A descoberta do túmulo do Rei Tut em 1922 cativou o mundo, mas apenas dois anos depois, os arqueólogos desenterraram evidências de outra maravilha antiga: a Civilização do Vale do Indo. Esta sociedade complexa floresceu no Paquistão moderno e no noroeste da Índia há milénios, rivalizando com a sofisticação do Egipto e da Mesopotâmia, mas permanecendo envolta em mistério.

A ascensão de uma civilização inesperada

O Vale do Rio Indo parece hoje um berço improvável para a civilização – uma paisagem árida que dificilmente sugere uma abundância exuberante. No entanto, há cerca de 8.000 anos, as condições eram dramaticamente diferentes. O clima ideal do Holoceno trouxe monções robustas, enchendo rios e lagos e criando uma paisagem fértil. Este período, que durou cerca de 9.500 a 5.500 anos atrás, foi a base da vida urbana na Índia, antecedendo até mesmo os primeiros assentamentos no Vale do Ganges.

A região já teve um companheiro do Indo: o rio Saraswati, descrito no Rig Veda como um poderoso curso de água. As evidências sugerem que este rio secou antes da chegada do povo védico, o que implica que as histórias dos Saraswati são muito mais antigas do que se pensava anteriormente. O Vale do Indo pode ter se parecido com a Mesopotâmia, um vale fértil entre dois grandes rios que sustentavam uma civilização próspera.

Centros Urbanos e Mistérios Não Resolvidos

Começando por volta de 3.000 aC, cidades como Harappa e Mohenjo-Daro floresceram no Vale do Indo. Cerca de 1.000 locais abrangendo 400.000 milhas quadradas revelam uma rede cultural unificada. No entanto, decifrar esta civilização continua a ser um grande desafio.
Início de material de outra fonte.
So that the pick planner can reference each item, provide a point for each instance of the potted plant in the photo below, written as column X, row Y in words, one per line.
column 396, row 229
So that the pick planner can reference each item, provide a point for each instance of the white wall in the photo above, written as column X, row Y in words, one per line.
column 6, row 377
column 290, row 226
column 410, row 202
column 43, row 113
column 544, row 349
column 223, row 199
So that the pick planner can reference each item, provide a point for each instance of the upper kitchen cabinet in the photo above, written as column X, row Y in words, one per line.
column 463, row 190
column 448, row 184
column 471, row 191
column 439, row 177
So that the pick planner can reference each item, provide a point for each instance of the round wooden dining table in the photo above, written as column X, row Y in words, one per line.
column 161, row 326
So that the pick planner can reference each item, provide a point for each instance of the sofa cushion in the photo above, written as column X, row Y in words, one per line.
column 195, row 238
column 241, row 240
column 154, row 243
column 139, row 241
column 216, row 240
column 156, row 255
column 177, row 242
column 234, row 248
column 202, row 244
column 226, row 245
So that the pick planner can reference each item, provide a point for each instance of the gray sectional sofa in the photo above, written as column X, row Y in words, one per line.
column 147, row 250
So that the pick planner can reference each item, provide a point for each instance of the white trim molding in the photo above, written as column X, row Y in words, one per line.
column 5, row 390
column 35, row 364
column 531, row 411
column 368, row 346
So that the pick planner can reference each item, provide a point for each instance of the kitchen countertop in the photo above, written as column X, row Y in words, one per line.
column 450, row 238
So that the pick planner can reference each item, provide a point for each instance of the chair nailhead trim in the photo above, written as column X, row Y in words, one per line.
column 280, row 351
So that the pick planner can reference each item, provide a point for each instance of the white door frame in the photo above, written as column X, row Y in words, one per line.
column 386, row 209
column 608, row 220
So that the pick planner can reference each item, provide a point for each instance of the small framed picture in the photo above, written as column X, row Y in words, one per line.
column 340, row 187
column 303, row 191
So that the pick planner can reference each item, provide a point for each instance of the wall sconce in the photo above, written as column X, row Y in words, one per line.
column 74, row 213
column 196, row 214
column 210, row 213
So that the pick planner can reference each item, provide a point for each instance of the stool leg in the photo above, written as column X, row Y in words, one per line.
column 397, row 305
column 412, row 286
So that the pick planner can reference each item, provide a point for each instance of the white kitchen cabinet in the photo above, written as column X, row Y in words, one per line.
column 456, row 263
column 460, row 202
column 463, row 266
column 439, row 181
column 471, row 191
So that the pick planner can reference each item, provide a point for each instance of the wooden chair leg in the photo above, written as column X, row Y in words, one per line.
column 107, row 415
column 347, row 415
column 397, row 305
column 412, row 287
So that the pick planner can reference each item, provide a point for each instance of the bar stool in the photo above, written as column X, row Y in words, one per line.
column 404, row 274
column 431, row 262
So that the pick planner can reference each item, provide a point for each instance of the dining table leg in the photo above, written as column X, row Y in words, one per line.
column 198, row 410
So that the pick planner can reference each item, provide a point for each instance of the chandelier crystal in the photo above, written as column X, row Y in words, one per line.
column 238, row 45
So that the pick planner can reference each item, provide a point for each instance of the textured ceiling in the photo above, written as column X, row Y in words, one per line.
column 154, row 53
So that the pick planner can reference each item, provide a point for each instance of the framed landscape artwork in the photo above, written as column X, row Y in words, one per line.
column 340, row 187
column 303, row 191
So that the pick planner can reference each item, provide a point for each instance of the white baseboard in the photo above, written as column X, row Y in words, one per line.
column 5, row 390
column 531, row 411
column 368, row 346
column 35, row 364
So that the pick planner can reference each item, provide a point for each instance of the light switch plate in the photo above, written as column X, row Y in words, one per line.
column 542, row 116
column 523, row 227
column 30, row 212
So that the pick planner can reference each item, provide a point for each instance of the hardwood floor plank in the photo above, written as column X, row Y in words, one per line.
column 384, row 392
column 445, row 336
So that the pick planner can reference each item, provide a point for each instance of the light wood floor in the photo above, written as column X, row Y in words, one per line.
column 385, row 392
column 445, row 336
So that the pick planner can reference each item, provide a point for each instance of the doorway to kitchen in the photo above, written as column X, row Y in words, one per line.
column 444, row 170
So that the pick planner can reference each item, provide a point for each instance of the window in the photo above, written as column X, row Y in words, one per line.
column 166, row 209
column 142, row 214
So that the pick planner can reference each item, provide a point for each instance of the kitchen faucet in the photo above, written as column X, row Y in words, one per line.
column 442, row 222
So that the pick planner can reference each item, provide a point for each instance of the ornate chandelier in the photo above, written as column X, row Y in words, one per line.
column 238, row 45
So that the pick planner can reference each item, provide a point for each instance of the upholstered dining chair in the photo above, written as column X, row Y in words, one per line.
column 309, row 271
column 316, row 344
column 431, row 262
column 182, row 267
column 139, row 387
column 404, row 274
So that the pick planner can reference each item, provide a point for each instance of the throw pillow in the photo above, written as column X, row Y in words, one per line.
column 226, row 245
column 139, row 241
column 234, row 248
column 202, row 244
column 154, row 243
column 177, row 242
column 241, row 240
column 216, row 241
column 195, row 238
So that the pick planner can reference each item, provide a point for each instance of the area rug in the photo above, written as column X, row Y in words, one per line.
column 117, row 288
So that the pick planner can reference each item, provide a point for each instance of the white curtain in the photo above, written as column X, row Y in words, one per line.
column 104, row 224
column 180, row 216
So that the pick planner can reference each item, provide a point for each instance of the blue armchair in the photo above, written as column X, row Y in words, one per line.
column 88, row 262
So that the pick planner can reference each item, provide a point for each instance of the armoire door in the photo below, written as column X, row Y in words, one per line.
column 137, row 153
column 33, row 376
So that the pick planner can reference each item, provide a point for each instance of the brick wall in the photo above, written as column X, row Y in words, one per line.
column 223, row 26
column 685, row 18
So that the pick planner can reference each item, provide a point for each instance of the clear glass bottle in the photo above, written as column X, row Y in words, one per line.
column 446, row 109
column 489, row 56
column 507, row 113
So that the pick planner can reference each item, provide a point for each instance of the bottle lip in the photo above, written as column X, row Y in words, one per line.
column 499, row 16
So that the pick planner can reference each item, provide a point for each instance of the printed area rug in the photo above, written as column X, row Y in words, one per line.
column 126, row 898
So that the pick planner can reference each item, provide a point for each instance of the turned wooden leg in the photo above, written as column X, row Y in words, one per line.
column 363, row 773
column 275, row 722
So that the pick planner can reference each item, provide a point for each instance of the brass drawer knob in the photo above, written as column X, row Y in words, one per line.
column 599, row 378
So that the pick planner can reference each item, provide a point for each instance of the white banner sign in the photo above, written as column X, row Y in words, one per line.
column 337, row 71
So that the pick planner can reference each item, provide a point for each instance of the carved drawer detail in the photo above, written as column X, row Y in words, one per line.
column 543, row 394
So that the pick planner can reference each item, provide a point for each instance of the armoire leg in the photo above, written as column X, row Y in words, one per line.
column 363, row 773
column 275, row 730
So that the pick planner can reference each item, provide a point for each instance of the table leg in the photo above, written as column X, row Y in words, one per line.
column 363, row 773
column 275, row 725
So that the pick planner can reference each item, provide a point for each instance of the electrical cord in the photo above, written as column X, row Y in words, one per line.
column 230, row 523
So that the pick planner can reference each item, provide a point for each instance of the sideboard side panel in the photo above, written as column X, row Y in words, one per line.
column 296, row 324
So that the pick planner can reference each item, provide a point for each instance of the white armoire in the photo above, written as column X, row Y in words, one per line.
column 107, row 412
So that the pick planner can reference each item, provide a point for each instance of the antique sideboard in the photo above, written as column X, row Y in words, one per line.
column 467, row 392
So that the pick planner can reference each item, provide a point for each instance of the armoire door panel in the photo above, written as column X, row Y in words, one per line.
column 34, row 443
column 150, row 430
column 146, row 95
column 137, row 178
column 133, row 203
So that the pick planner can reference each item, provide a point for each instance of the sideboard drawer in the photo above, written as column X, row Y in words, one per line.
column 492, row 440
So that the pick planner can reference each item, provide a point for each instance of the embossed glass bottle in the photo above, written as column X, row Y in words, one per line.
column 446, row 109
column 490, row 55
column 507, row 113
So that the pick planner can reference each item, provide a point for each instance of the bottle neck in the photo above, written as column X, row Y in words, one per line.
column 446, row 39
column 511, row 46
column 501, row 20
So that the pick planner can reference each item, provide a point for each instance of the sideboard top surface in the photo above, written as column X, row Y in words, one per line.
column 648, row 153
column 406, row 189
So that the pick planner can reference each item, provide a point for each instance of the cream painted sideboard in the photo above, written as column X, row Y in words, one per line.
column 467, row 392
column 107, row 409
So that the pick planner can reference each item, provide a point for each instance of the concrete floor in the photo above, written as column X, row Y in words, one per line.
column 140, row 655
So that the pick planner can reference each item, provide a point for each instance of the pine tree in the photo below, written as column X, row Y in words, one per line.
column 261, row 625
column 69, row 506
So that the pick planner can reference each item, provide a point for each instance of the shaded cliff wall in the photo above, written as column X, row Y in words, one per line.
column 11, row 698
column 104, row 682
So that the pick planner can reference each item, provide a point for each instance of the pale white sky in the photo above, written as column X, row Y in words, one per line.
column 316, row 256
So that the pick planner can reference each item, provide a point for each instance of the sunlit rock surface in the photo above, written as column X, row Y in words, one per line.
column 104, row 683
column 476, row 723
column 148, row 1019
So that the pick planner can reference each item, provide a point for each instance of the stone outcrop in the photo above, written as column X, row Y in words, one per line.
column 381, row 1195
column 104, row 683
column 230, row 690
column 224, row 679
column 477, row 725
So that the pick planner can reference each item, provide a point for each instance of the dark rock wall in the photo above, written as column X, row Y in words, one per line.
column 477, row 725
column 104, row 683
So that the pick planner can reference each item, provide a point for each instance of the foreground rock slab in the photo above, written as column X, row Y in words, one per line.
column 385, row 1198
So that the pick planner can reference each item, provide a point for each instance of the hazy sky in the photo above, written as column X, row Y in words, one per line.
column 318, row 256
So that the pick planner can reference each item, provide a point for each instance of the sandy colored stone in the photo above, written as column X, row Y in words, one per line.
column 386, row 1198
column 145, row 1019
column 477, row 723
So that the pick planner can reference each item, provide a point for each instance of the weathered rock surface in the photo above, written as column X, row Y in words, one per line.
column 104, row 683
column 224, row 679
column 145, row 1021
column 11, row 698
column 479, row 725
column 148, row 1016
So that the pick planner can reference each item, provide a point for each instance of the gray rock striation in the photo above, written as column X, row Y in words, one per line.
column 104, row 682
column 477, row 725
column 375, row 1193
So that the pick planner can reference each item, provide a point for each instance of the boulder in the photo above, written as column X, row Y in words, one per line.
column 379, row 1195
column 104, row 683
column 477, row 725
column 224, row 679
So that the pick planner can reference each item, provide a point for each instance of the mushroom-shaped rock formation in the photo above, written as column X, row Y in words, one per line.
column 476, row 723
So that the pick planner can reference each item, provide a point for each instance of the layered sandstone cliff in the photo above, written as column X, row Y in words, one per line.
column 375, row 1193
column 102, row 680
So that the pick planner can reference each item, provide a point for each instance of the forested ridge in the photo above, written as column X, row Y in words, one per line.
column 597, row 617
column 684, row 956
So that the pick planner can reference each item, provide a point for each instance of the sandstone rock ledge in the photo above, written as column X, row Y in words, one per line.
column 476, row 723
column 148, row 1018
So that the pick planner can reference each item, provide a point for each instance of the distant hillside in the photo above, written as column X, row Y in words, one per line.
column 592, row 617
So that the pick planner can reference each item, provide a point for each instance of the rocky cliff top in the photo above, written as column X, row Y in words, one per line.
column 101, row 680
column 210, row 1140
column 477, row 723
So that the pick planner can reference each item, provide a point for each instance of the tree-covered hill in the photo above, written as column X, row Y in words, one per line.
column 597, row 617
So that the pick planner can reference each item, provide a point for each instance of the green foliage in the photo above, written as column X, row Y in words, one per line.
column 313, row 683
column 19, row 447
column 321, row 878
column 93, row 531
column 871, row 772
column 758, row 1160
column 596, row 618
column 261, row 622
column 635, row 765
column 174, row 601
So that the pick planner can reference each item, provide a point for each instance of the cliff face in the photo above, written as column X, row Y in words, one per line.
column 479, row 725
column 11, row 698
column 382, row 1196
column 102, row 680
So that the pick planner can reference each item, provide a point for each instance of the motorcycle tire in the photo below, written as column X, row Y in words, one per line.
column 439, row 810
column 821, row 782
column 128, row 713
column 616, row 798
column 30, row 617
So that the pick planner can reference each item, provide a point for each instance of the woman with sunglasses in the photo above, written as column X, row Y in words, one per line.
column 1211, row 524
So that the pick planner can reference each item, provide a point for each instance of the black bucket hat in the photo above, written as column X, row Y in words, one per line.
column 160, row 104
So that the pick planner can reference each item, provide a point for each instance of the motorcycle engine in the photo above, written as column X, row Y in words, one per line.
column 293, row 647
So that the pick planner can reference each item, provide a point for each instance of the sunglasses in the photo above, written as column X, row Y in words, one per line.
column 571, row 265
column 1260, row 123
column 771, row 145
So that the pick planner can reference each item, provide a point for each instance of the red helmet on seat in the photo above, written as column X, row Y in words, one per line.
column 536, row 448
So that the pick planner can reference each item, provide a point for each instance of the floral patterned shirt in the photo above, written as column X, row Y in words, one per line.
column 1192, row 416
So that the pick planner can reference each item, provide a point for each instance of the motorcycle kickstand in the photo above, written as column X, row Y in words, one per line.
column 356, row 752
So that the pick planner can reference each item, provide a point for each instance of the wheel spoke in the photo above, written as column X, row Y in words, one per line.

A escrita do Indo, embora presente em selos e artefatos, permanece indecifrada, apesar de uma recompensa de US$ 1 milhão oferecida pelo governo de Tamil Nadu.

A dificuldade é agravada pela geografia da região: as escavações em Mohenjo-Daro são dificultadas por um lençol freático elevado que ameaça inundar as ruínas. Ironicamente, os primeiros trabalhadores da construção ferroviária britânica tropeçaram nos restos da civilização em 1856, sem saber, usando tijolos uniformes cozidos ao sol das cidades antigas como lastro ferroviário.

Uma civilização definida pela praticidade

Ao contrário das estruturas monumentais do Egito ou da Mesopotâmia, as cidades do Vale do Indo priorizaram a praticidade em detrimento da grandeza. Harappa e Mohenjo-Daro compartilhavam características: construção padronizada de tijolos de barro, uma cidadela no extremo norte de cada cidade e um layout de grade retangular. Talvez o mais impressionante seja o facto de possuírem um sistema de saneamento avançado com água alimentada por gravidade e banhos privados – milénios à frente de muitos centros urbanos posteriores. O historiador Jonathan Mark Kenoyer observa acertadamente que o Vale do Indo demonstra que as civilizações não precisam de pirâmides ou templos para causar impacto.

Negociação e Declínio

A Civilização do Vale do Indo se envolveu no comércio de longa distância com a Mesopotâmia, evidenciado pelas focas do Indo encontradas nas cidades sumérias. Os mercadores navegaram 3.200 quilômetros do Mar Arábico e do Golfo Pérsico em pequenas embarcações, um feito notável para uma sociedade da Idade do Bronze. Eles exportavam contas de lápis-lazúli e cornalina, o que exigia uma técnica de perfuração única, dominada pelos artesãos do Indo.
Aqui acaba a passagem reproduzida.